MADISON — In a surprise ceremony at her school today, Elizabeth (Liz) Gulden, a kindergarten teacher at Willson Elementary School in Baraboo, was named Wisconsin’s 2019 Elementary School Teacher of the Year.
State Superintendent Tony Evers made the announcement during an all-school assembly. As part of the Teacher of the Year honor, Gulden will receive $3,000 from the Herb Kohl Educational Foundation.
“Our teachers wear many hats, yet their dedication to children is constant,” said State Superintendent Tony Evers. “From the classroom to the conference room to the community, they focus on our kids and their education. It is an honor to recognize educators who do so much for Wisconsin’s students and our public schools.”
Herb Kohl, philanthropist, businessman, and co-sponsor of the Wisconsin Teacher of the Year program through his educational foundation, said he supports the program because “I want to help teachers pursue their unrealized goals for their classroom, their school, or their professional development.”
Gulden turns to Mary Poppins as a role model, sharing the character’s belief that “In every job that must be done, there is an element of fun.” Her classroom is an active and collaborative teaching and learning environment where students “are in a constant state of fun.” She motivates and inspires her students’ love of learning by practicing and learning along with them. “We read, write, solve math problems, and research new ideas together,” she said.
She spearheaded what became a districtwide initiative to accelerate the number of sight words kindergarteners master before the end of the school year.

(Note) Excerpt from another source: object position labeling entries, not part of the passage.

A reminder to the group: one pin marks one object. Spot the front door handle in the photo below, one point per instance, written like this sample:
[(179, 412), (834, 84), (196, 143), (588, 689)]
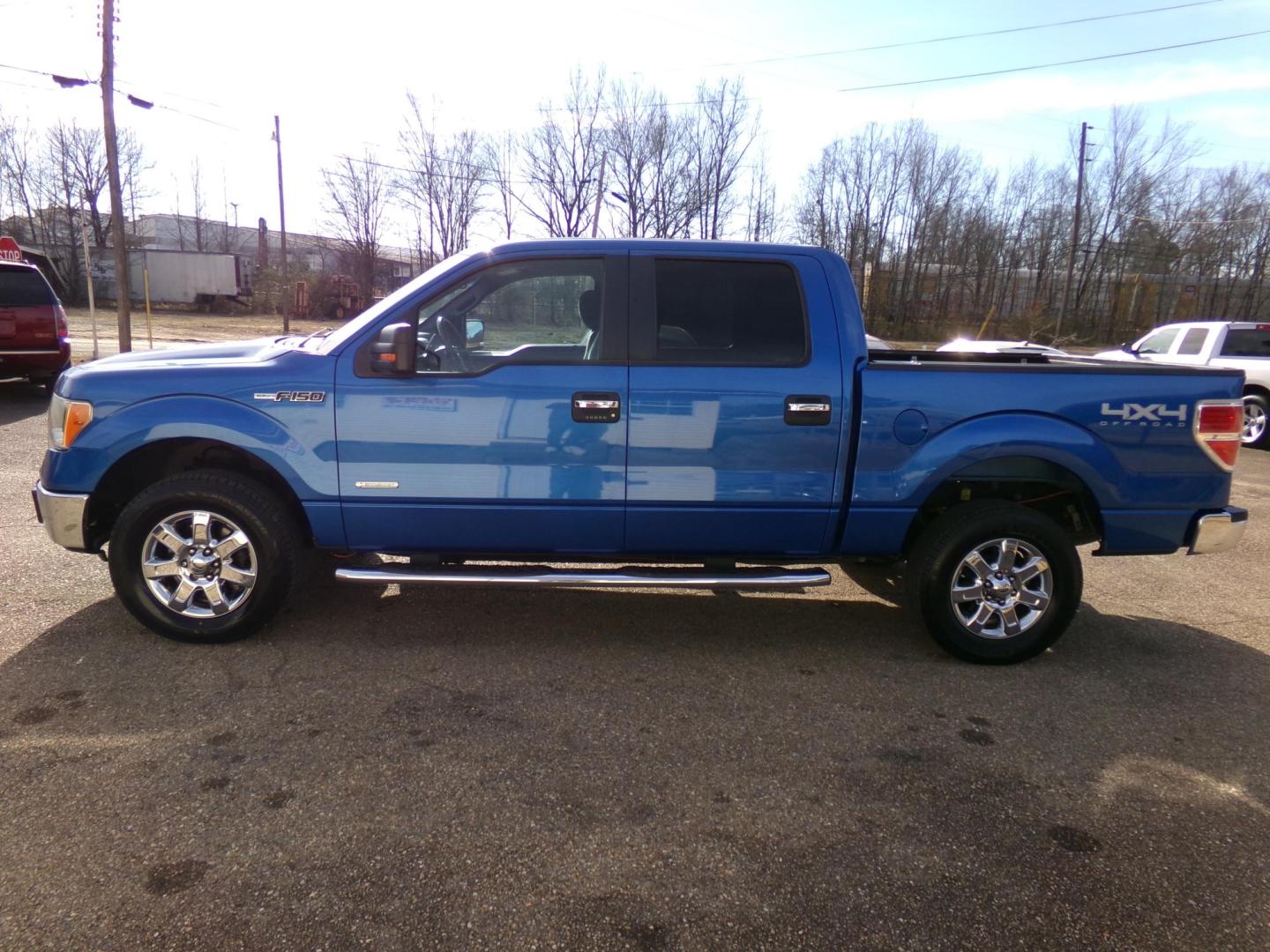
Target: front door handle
[(597, 407), (805, 410)]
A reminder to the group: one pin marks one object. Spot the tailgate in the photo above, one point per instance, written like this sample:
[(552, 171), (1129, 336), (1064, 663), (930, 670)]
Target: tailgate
[(28, 328)]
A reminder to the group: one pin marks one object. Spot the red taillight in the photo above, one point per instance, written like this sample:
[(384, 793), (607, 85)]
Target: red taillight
[(1218, 429), (1221, 418)]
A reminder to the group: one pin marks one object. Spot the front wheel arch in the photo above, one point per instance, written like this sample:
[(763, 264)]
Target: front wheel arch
[(150, 462), (247, 593)]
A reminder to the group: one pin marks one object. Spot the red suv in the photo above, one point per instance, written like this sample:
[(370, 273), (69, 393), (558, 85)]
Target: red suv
[(34, 340)]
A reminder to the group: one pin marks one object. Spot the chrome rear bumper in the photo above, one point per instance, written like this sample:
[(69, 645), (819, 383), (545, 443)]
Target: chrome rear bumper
[(1218, 532), (63, 514)]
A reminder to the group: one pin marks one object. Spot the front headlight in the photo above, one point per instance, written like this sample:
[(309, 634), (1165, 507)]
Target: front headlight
[(66, 420)]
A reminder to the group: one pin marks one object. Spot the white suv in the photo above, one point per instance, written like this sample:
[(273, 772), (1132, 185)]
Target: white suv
[(1244, 346)]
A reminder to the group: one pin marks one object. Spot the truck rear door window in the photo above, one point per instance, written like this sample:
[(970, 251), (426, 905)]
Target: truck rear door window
[(729, 312), (23, 288), (1246, 342), (1192, 342), (1160, 342)]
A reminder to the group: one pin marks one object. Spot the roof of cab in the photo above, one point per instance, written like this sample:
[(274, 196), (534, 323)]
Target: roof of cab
[(672, 245)]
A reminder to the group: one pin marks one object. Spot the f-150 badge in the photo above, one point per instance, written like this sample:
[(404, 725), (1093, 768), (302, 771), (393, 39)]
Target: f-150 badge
[(295, 397)]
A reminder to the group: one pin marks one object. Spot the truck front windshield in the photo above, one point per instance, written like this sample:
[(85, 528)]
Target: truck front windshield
[(355, 326)]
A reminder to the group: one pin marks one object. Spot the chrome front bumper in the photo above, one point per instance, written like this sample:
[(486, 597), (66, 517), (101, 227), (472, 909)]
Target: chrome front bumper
[(63, 516), (1218, 532)]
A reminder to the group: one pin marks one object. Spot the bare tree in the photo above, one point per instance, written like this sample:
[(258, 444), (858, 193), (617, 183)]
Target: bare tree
[(132, 167), (19, 172), (444, 179), (562, 158), (649, 161), (355, 199), (761, 216), (199, 199), (501, 165), (724, 131)]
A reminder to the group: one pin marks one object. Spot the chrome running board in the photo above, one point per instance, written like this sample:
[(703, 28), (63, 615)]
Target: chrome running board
[(625, 577)]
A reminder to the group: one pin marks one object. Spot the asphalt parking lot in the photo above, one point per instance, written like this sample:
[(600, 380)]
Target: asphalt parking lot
[(580, 770)]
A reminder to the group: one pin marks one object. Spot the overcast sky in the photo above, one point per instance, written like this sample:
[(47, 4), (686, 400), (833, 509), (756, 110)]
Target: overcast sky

Each new sight word is introduced verbally, added to the word wall, and spelled kinesthetically so multiple senses are involved in learning. With the addition of video recordings of students and staff members spelling words with their bodies for continued practice and review at home, kindergarten achievement data shows most students recognize 75 to 100 sight words by the end of the school year and have improved reading achievement on standardized assessments.
At the beginning of one recent school year, Gulden had 43 percent of her class that started below grade-level. By working with the school principal and district reading specialists, she improved her guided reading practices, worked with struggling students, and explored materials to include in book boxes and other research-based interventions to ensure these students were ready to move to first grade along with their peers. A former student noted how her teacher sent home books and math and writing activities in English and Spanish so her dual-language family could support learning at home. When it was time for parent teacher conferences, the student was surprised when Mrs. Gulden spoke to her mother in Spanish. “I know my family appreciated her effort during my time with her,” the student said.
Gulden’s efforts at inclusiveness include restructuring Math Night to incorporate games from around the world, asking a grandparent to share games from the Ho-Chunk Nation, and bringing in parents, grandparents, and community leaders in to the classroom to support student learning.
She addresses the increased emphasis on STEAM (science, technology , engineering, arts, and mathematics) through lessons that have students construct houses for the three little pigs that can withstand the huffing and puffing of the wolf, and competing with Lego cars, teaching foundational science and math concepts while developing social and teamwork skills.
Gulden has served as a peer coach and mentor, taking an active role to guide new educators in their first years and assisting veteran teachers in refining their teaching practice. She is a leader in educator effectiveness and guiding her peers in the use of data to set individual student goals and incorporate literacy learning into more facets of the school day. She championed the Playground Fundraising Committee, which held events to raise money to replace and upgrade playground equipment that benefits the school and community.
Gulden earned her National Board Certification in 2017 and was named the district’s Elementary Teacher of the Year in 2013. She has been with the Baraboo School District since 2005, teaching at the West Kindergarten Center prior to working at Willson Elementary School. She holds a bachelor’s degree in early childhood and a master’s degree in professional development, both from the University of Wisconsin-La Crosse. She earlier earned an associate’s degree from the University of Wisconsin-Baraboo/Sauk County.